Classify Parts

In this tutorial, you will learn how to train a machine learning (ML) model and use it to classify parts by grouping them into part sets.

Before you begin, copy the file(s) used in this tutorial to your working directory.

Create a Classifier

  1. From the Assembly ribbon, click the Classify > Label tool (see Create or Update Classifiers and Labels for more information on this tool).


    Figure 1.
  2. From the guide bar, select the Classifier drop-down menu and select Create New to create a new classifier.


    Figure 2.

    A new folder, named after the classifier, is created in the following directory: C:\<user_profile>\Documents\Altair\Altair_AI\Classify. All files related to the classifier are stored in this folder.

Create Labels and Assign to Parts

  1. Click Ctrl+O to open the yaris.hm model.
  2. From the Classify > Label guide bar, select the Label drop-down menu to create a new label named Panels.


    Figure 3.
  3. From the guide bar, click Parts Advanced Selection, , to select the following parts to be labeled using one of the following methods:
    • By ID (copy and paste the following part IDs: 206, 212, 310, 312, 352, 386, 388, 402, 412, 484, 508, 518, 644, 650, 652, 660, 696, 702, 710)
    • By Part Set: Select the Panels part set.


    Figure 4.
  4. After selecting the parts, from the guide bar, click to label them as Panels.
    After assigning labels to parts, a legend is displayed and colors the part based on the labels. The legend indicates the number of parts from the current model that have been labeled.

    If you have labeled additional parts by mistake, select them and click to remove the label.

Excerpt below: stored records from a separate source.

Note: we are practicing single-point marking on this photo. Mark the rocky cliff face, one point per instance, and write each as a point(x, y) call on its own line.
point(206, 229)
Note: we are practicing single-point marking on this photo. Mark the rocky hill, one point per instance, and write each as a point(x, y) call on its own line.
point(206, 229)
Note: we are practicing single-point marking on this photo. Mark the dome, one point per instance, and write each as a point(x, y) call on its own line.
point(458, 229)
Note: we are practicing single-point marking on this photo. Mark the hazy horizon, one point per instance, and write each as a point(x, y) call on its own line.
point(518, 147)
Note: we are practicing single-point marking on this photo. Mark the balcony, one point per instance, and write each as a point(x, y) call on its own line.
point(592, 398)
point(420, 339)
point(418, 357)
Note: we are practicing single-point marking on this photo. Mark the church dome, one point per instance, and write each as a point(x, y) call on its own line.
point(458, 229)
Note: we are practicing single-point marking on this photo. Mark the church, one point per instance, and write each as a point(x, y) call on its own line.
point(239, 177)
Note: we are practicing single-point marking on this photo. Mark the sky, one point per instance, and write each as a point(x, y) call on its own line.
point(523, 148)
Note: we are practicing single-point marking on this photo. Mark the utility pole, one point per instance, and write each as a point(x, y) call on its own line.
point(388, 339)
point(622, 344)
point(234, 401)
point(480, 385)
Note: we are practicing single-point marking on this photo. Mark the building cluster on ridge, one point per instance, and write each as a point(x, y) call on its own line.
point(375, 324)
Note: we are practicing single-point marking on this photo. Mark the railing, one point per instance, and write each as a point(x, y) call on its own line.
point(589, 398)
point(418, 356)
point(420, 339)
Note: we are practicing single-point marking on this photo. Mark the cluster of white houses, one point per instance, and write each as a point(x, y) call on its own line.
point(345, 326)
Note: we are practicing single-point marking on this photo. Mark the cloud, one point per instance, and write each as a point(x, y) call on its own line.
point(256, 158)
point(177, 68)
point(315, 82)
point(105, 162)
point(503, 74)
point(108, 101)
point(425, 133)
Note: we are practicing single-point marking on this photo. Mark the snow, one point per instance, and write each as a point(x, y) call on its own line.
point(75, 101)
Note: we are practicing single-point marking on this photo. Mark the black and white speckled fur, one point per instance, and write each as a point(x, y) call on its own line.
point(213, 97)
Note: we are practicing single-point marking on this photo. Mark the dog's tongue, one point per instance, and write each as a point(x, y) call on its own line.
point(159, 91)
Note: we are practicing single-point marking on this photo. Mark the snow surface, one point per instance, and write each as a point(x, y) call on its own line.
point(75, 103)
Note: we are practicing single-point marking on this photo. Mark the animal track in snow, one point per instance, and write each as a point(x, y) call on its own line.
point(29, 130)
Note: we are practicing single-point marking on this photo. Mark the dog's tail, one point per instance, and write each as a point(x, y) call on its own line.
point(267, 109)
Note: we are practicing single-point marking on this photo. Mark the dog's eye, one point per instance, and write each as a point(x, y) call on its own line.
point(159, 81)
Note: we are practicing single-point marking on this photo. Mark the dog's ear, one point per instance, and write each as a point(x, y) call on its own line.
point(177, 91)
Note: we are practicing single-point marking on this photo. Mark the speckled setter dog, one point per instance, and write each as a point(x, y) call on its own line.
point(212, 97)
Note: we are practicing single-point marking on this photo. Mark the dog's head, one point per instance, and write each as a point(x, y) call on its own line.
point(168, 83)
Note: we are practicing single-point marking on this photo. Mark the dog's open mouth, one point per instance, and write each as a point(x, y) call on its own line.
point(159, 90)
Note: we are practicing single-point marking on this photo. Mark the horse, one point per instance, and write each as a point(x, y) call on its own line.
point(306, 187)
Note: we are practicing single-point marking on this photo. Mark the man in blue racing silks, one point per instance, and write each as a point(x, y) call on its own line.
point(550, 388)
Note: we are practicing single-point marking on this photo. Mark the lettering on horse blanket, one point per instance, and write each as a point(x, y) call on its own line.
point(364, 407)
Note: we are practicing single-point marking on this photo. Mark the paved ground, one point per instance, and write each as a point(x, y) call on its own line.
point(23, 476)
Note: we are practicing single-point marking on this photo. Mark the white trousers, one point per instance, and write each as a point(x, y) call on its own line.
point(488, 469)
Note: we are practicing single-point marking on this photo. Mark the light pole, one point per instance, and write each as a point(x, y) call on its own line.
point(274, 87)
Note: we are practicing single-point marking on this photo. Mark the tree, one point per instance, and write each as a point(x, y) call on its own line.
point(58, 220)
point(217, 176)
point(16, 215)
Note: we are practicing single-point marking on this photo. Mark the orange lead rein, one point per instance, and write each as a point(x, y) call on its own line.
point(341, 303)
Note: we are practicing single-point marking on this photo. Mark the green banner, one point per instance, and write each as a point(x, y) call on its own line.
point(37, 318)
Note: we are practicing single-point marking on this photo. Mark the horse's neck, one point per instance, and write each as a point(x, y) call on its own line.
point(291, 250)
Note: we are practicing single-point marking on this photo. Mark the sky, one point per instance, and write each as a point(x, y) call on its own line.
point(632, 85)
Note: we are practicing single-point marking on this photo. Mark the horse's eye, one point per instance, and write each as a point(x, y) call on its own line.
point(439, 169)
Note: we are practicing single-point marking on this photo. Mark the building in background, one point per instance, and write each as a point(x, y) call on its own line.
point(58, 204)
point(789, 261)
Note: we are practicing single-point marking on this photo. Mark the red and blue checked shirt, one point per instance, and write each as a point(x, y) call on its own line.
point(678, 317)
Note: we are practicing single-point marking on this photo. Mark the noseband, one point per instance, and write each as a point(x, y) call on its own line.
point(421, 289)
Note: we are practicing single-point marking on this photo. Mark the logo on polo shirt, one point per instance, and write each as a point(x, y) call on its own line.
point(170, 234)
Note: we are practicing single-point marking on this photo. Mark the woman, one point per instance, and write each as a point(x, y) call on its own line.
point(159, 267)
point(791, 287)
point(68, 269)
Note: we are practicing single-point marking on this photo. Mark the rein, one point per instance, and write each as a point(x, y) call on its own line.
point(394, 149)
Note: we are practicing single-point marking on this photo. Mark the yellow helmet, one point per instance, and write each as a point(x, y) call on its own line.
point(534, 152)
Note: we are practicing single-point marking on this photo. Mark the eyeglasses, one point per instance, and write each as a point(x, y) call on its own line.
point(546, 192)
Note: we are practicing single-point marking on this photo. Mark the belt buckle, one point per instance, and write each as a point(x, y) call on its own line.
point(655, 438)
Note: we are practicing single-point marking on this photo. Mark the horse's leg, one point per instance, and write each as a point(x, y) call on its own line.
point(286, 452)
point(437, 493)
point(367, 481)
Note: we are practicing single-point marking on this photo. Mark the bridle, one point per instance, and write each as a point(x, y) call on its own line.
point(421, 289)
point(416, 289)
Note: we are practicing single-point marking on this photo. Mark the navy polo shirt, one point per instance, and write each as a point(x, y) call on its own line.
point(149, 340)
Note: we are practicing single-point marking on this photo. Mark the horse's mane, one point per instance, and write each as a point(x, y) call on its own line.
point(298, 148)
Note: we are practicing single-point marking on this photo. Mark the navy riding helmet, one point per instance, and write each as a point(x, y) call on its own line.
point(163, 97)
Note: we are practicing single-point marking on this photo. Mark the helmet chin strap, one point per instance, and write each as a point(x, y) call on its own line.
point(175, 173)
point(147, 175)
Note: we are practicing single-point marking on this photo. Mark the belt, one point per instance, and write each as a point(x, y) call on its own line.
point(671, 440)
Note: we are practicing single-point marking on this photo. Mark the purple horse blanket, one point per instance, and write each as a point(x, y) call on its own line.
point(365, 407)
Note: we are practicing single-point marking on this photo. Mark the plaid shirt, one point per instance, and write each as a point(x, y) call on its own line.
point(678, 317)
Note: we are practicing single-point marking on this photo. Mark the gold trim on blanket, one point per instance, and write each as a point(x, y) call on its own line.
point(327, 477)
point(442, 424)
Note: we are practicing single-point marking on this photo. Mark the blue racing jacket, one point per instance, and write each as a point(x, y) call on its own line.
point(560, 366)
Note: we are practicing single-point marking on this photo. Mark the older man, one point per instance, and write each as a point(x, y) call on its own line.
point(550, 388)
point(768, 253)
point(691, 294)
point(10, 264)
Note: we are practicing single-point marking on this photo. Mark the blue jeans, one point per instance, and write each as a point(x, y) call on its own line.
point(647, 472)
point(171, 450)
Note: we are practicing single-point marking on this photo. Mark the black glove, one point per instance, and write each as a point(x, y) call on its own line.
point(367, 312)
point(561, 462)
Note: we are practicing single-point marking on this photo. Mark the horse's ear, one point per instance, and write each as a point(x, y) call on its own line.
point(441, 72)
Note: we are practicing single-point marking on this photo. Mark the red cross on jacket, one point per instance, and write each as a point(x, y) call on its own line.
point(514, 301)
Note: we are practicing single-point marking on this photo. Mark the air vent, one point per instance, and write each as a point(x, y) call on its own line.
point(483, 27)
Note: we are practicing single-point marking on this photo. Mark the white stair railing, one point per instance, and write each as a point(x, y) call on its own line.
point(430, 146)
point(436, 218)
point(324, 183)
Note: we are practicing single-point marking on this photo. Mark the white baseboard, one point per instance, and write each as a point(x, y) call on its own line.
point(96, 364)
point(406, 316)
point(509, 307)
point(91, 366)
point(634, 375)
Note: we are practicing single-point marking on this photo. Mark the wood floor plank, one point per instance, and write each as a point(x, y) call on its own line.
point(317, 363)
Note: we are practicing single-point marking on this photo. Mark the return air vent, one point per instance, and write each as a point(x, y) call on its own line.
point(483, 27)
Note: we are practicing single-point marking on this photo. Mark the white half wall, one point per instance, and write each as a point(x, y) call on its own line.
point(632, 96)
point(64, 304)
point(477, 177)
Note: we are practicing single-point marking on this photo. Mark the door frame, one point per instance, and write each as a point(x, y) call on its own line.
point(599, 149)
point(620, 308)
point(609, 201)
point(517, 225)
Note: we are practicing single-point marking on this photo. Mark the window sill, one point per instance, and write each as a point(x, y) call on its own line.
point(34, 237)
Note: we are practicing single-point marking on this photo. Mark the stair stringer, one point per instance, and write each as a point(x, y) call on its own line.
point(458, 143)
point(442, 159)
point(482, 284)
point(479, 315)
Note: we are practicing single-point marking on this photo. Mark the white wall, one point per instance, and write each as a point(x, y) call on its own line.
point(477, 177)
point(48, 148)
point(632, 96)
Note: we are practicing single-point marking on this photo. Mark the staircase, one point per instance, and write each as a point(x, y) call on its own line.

  5. Repeat steps 2-4 to create two new labels named Extrusions (part IDs: 128, 334, 338, 404, 418, 420, 422, 454, 466, 470, 488, 492, 504, 506, 562, 600, 604, 630, 640, 712; part set: Extrusions) and Castings (part IDs: 142, 144, 146, 158, 672, 676, 750, 752, 756, 780, 800, 806, 808, 832, 836, 1000, 1006, 1008, 1016, 1018, 1020; part set: Castings).
  6. Hide all the parts in the model. Right-click on a label’s name in the legend and select Show All to view the labeled parts only.


    Figure 5.


    Figure 6.


    Figure 7.

Train a Machine Learning Model

  1. From the Assembly ribbon, click the Classify > Train tool (see Train a Machine Learning Model for more information on this tool).


    Figure 8.
  2. From the guide bar, select the Classifier drop-down menu to select the classifier you created in the previous step and click Train.
    A new (.aic) file is created under the Classifier folder directory, which contains all the training information. You can use this file to share your trained model with other users (see Add Trained Model File for more information on this feature).
  3. After training, the Confusion Matrix is displayed:


    Figure 9.

    Notice that the Overall Accuracy value is equal to 0.95.

    The model predicted there to be 22 extrusions. The 20 parts labeled as extrusions were predicted correctly, but the model additionally labeled two parts as extrusions which were labeled as castings. Therefore, the precision for extrusions is 91%. To understand more about “Precision”, “Support” and “Overall Accuracy”, see Train a Machine Learning Model.
    Note: The training results you will get might be slightly different from the ones presented in this tutorial. Training can be affected by the order that parts are labeled, which is not always the same (even if you select them in the same order before clicking ), as the labeling process takes place across multiple CPU threads. This effect is much less pronounced as the number of parts manually assigned to each label increases.
  4. The accuracy of the trained model can be further improved by adding data. Assign each label to a larger number of parts, across multiple models. It is recommended to add as much data as possible to the classifier.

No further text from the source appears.